I understand that some encoder implementations actually zeroed the mdct coefficients after a certain frequency as done in MP3 encoders

I was wondering if that is a good idea in AAC since the TNS tool is supposed to extract a band unlimited periodic waveform in the mdct domain?

What is the consequences of this action in AAC?

Aren't you allowed to mark the end band for TNS?

Even with mp3, a lowpass should increase smearing.

Yes that is true, but I don't think it is a good idea or is there an error with the specification?

The temporal envelope in the mdct domain is a periodic waveform extending from 0 coefficient to the end.

I think frequency cut-off of transients is a bad idea.

I don't understand your problem. Yes, it's a periodic waveform, but you can tell the TNS filter to stop at the point where you start zeroing coefficients.

Where's the problem?

It's not necessarily periodic -- but correlated. However, you're on to something there. TNS should go a bit beyond the last sample that hasn't been quantized to zero (assuming a low-to-high processing direction). After inverse TNS filtering in the decoder the MDCT coefficients beyond the cut-off arn't zero anymore but this is a good thing since it preserves the temporal shape even in this area.

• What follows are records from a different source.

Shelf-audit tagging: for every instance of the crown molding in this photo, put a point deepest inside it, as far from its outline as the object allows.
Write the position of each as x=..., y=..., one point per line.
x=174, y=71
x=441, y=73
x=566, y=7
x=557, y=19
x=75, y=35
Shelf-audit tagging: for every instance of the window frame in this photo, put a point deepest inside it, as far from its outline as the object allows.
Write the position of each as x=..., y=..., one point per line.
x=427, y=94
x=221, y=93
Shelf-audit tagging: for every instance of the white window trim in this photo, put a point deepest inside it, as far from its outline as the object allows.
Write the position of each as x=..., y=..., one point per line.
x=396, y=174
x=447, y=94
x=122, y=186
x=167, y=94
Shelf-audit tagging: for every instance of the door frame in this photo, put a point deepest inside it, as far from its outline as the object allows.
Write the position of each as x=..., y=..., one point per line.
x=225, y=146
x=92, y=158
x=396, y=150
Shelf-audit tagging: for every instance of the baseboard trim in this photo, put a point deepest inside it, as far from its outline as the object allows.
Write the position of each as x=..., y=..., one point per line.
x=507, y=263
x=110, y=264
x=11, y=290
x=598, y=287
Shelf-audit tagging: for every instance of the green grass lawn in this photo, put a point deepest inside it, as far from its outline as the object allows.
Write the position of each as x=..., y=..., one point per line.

The encoder should do its "lowpassing" (zeroing of upper coeffs) after the TNS analysis filter instead of before. This also preserves the temporal shape in the cut-off region.

Of course it is ALWAYS periodic - otherwise how it is possible that the temporal shape is predictable?
A complex transient is just a series of shifted time samples of impulses and since the MDCT transformed of a single impulse is a sine way, then for a complex transient, its temporal shape in the MDCT domain is just the sum of all these individual sine waves, which will result in another periodic wave.

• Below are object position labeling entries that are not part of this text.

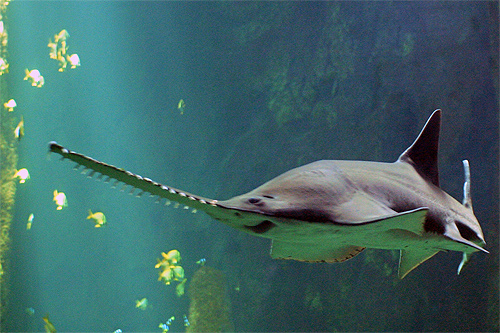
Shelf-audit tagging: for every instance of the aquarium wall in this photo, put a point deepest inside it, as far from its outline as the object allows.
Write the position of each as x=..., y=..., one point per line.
x=216, y=98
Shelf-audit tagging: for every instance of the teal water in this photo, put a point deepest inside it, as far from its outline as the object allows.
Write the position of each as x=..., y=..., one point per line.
x=268, y=86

The problem is that it might produce some distortions / artifacts in the reconstructed transient. You will have to verify this issue with a simple Matlab simulation. (I don't have my laptop with me!)

periodic => correlated (implication, assuming you have multiple cycles in your data!)
correlated <=> predictable via linear filters <=> non-flat energy distribution in the dual domain (equivalence)
Predictability only implies a correlated signal. It's not necessarily periodic.
Consider shaped noise. It can be predicted but is not periodic.

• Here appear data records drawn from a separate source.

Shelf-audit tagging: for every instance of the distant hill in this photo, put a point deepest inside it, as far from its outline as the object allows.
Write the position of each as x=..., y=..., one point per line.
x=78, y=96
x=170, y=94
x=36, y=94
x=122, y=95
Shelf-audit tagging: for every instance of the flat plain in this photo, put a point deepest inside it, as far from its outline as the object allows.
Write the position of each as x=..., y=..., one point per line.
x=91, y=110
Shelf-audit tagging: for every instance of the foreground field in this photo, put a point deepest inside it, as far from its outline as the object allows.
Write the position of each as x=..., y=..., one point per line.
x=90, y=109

Example: generate a signal via
x[n] = 0.9*x[n-1] + random(); // random() returns iid samples
Given the past samples x[n] can be predicted by 0.9*x[n-1].
No periodicity.

Now, when you first said "periodic" it sounded like you were thinking about sections of MDCT coefficients which show multiple cycles of a periodic signal. The above statement of yours also suggests you believe this.

This is not the case in general. In general (even for 99,99% of all transients) the length of the "cycle" is 4N (N=count of MDCT samples you calcualted) which is the smallest common multiple of the sines' cycle lengths. So, the bunch of MDCT samples is just the quarter of "a periodic signal" => You can't predict anything unless the signal is also correlated because you won't encouter multiple cycles of a periodic signal within your MDCT samples.

Well, there seemed to be a "limit" to the order of the LP filter. Somehow larger period sine waves aren't filtered out by the LP filter, that is if they are there at all! Somehow I believed the window shape must have played a role in rejecting some of these large period sine waves.